Ian Davidson

Personal information
- Full name: Ian Charles Davidson
- Born: 21 December 1964 (age 61) Roe Green, Worsley, Lancashire, England
- Batting: Right-handed
- Bowling: Right-arm off break

Domestic team information
- 1985–1986/87: Lancashire

Career statistics
| Competition | First-class |
| Matches | 2 |
| Runs scored | 14 |
| Batting average | 3.50 |
| 100s/50s | –/– |
| Top score | 13 |
| Balls bowled | 162 |
| Wickets | 4 |
| Bowling average | 21.25 |
| 5 wickets in innings | – |
| 10 wickets in match | – |
| Best bowling | 2/24 |
| Catches/stumpings | 2/– |
- Source: Cricinfo, 10 June 2012

= Ian Davidson (cricketer) =

English cricketer

Ian Charles Davidson (born 21 October 1964) is a former English cricketer. Davidson was a right-handed batsman who bowled right-arm off break. He was born at Roe Green, Worsley, Lancashire.

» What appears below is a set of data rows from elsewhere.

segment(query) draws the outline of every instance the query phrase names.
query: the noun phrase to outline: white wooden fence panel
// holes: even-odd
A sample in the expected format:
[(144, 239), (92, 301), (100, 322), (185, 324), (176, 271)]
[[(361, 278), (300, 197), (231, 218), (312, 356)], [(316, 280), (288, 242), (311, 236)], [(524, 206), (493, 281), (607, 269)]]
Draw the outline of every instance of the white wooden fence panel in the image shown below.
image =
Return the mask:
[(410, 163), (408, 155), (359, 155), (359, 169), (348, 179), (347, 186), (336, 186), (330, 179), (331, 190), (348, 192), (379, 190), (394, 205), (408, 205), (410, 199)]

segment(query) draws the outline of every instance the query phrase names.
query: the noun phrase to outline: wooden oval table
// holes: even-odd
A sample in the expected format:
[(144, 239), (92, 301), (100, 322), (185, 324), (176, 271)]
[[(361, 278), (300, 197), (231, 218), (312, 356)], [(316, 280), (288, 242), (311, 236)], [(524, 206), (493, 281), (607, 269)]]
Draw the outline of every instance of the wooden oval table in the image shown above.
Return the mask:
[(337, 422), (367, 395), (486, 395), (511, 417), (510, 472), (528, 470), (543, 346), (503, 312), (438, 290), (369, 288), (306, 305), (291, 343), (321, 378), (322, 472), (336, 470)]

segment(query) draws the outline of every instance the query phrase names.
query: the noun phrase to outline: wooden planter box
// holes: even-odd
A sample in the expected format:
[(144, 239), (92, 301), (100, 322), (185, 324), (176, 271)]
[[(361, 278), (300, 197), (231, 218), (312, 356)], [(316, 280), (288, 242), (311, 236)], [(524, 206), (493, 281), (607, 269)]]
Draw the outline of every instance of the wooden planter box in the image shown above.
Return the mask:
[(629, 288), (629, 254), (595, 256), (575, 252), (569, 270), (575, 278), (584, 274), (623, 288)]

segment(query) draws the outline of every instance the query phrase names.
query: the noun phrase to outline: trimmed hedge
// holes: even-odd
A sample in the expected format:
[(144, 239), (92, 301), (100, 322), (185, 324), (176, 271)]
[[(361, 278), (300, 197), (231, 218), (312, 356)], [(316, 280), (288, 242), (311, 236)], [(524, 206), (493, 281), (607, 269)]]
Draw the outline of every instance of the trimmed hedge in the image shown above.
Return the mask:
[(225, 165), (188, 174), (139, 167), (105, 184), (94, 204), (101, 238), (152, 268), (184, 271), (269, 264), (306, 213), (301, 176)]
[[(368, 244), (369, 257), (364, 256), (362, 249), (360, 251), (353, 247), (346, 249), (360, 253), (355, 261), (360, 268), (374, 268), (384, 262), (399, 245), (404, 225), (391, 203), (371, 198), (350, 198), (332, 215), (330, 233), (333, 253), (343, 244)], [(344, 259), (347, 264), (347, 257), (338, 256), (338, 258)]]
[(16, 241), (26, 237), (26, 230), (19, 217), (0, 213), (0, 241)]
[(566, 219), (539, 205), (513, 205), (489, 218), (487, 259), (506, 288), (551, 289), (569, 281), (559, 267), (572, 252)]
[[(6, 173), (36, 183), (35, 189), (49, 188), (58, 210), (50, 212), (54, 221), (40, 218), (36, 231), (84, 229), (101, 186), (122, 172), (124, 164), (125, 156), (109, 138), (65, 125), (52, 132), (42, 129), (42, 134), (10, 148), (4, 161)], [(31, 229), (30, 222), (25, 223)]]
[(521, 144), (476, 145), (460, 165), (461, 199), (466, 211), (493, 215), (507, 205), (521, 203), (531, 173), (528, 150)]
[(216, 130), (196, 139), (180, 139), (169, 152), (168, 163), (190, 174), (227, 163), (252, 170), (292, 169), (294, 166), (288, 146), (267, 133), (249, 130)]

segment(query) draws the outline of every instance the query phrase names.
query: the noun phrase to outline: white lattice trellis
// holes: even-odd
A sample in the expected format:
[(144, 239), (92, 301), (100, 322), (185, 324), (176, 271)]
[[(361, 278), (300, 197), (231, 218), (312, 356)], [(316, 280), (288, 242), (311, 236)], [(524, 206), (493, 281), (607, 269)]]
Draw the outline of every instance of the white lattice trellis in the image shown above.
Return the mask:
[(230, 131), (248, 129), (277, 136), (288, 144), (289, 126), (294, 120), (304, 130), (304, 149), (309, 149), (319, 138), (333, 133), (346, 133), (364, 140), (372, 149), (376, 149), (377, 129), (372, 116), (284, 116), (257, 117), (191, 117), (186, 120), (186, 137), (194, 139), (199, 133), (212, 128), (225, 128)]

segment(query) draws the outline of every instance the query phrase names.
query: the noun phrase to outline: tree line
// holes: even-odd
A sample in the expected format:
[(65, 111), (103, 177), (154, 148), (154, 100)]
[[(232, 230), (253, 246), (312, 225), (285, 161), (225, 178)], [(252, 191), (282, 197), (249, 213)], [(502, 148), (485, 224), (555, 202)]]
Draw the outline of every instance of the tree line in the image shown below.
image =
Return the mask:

Davidson made two first-class appearances for Lancashire. The first came against Warwickshire at Edgbaston in the 1985 County Championship. Winning the toss and electing to bat first, Lancashire made 148 all out, with Davidson scoring 13 runs before he was dismissed by Paul Smith. In response, Warwickshire made 122 all out in their first-innings. Lancashire then made 321 all out in their second-innings, during which Davidson was dismissed for a duck by Anton Ferreira. Set 348 to win, Warwickshire reached their target with one wicket to spare, despite Davidson taking the wickets of Andy Lloyd and Alvin Kallicharran, claiming figures of 2/24. His second appearance came against Jamaica at Sabina Park during Lancashire's 1987 tour there. Winning the toss and electing to bat first, Lancashire were dismissed for just 97, with Davidson scoring a single run before he was dismissed by Nehemiah Perry. In response, Jamaica made 264/9 declared in their first-innings, with Davidson taking the wickets of Robert Haynes and Ken McLeod, finishing the innings with figures of 2/61. Lancashire then made 201 all out in their second-innings, during which Davidson was dismissed once again by Perry for 0. Set 35 to win, Jamaica reached their target with nine wickets to spare.